Making his Vivid LIVE debut and returning to Sydney for the first time in over ten years, McCombs arrives with the kind of reputation that cannot be manufactured. Since emerging at the turn of the millennium, the Bay Area-born, New York-based songwriter has followed a path almost entirely of his own making. Across acclaimed albums such as Big Wheel and Others, Mangy Love and Tip of the Sphere, he has blended psychedelic folk, country soul, classic rock and deadpan humour into music that feels simultaneously timeless and elusive. While many of his contemporaries chased trends or algorithms, McCombs continued to make records that rewarded patience, curiosity and repeated listening.
In an era increasingly dominated by short attention spans, memes and endlessly scrolling feeds, last year’s double album Interior Live Oak stood almost in defiance of that culture. Expansive, deeply personal and uncompromising in its ambitions, the record reinforced McCombs’ reputation as an artist uninterested in simplifying his work for easy consumption.
On stage, McCombs is joined by drummer Austin Vaughn, bassist Brian Betancourt and guitarist Mike Bones, musicians who understand that the strength of this material lies not in spectacle but in atmosphere, texture and nuance.
McCombs’ legacy is not built on commercial milestones or headline-grabbing moments. Instead, it rests on something increasingly rare: consistency of vision.

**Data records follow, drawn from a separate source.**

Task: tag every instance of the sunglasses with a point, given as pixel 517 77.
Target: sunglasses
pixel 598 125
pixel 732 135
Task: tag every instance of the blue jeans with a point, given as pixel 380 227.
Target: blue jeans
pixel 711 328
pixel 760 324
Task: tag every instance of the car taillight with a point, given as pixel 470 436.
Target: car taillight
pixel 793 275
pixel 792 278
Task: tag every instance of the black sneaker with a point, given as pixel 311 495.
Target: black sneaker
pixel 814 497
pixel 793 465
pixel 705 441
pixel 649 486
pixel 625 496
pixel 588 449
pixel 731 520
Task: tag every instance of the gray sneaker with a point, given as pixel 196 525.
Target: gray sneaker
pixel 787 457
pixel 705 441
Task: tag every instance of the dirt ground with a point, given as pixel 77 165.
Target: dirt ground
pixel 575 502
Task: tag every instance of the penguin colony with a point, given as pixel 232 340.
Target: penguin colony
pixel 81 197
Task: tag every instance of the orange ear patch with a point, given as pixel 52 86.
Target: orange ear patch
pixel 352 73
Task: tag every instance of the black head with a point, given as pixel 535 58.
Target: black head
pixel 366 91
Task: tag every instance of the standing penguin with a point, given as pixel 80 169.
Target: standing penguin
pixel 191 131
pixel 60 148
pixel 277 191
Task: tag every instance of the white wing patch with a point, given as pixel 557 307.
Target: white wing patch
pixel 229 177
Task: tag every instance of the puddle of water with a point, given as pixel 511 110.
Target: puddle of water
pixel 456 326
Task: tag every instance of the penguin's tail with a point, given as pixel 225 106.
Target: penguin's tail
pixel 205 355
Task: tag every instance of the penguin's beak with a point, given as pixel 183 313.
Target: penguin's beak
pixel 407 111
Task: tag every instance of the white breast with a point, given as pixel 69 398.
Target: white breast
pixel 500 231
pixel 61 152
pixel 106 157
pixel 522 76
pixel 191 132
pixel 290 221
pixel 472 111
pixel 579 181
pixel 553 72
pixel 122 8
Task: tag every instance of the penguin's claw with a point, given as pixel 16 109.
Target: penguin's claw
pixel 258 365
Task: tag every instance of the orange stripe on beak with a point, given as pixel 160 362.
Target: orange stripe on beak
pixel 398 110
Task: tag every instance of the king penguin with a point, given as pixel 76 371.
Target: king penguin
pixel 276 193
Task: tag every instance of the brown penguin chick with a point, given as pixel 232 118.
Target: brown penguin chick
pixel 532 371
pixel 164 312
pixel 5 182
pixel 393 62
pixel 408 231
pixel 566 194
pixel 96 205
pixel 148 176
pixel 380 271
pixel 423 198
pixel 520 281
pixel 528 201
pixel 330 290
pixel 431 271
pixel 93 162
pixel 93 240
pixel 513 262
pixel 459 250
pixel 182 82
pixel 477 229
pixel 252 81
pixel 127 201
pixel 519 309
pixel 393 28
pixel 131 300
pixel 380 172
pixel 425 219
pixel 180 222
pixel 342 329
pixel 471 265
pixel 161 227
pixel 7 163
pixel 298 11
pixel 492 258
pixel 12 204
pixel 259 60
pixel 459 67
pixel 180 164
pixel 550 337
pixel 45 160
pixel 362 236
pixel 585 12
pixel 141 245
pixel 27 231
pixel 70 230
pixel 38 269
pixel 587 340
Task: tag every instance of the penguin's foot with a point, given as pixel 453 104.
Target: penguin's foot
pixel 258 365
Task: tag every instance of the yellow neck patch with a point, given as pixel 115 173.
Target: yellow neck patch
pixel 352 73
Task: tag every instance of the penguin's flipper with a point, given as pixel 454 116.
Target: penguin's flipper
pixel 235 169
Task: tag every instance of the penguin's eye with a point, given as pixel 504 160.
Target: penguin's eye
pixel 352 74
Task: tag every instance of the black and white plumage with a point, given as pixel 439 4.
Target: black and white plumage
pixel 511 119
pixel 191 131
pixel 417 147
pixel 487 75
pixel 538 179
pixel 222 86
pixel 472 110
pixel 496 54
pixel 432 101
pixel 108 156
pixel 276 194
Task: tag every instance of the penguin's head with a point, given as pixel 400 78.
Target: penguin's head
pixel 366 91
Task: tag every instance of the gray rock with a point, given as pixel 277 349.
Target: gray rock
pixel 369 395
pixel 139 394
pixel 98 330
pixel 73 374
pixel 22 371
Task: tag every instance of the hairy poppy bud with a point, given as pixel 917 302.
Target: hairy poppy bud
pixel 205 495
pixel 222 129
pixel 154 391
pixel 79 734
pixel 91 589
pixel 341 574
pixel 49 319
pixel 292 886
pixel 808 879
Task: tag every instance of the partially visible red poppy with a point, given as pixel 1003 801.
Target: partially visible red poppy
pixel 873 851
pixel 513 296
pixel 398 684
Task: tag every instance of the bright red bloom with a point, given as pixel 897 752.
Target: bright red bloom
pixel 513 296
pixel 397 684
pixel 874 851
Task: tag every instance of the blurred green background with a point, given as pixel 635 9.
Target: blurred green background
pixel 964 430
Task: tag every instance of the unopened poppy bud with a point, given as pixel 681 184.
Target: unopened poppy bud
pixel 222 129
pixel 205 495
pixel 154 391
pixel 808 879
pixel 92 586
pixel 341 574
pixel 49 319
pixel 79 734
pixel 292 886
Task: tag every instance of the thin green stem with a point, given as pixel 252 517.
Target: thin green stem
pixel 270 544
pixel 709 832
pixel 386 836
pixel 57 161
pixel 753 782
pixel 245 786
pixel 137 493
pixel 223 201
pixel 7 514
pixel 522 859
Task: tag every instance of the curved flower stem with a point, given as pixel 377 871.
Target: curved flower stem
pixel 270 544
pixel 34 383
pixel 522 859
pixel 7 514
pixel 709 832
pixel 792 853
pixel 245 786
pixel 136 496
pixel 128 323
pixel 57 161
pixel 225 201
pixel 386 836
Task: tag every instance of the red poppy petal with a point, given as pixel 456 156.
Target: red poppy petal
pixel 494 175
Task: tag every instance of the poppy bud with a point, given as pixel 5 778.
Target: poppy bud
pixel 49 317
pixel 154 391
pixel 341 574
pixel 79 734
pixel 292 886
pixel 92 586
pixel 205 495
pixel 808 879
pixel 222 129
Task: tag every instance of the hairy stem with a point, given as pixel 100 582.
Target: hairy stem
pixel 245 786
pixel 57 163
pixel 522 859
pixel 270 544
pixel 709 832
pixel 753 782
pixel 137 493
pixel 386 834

For more than twenty years he has remained committed to making music on his own terms, trusting listeners to meet him where he is rather than chasing them where they happen to be.


















And with that, Backseat Mafia signs off from Vivid LIVE 2026. Thanks, and congratulations to everyone who helped transform the Sydney Opera House into one of the country’s most compelling musical destinations over the past week, and we look forward to doing it all again next year.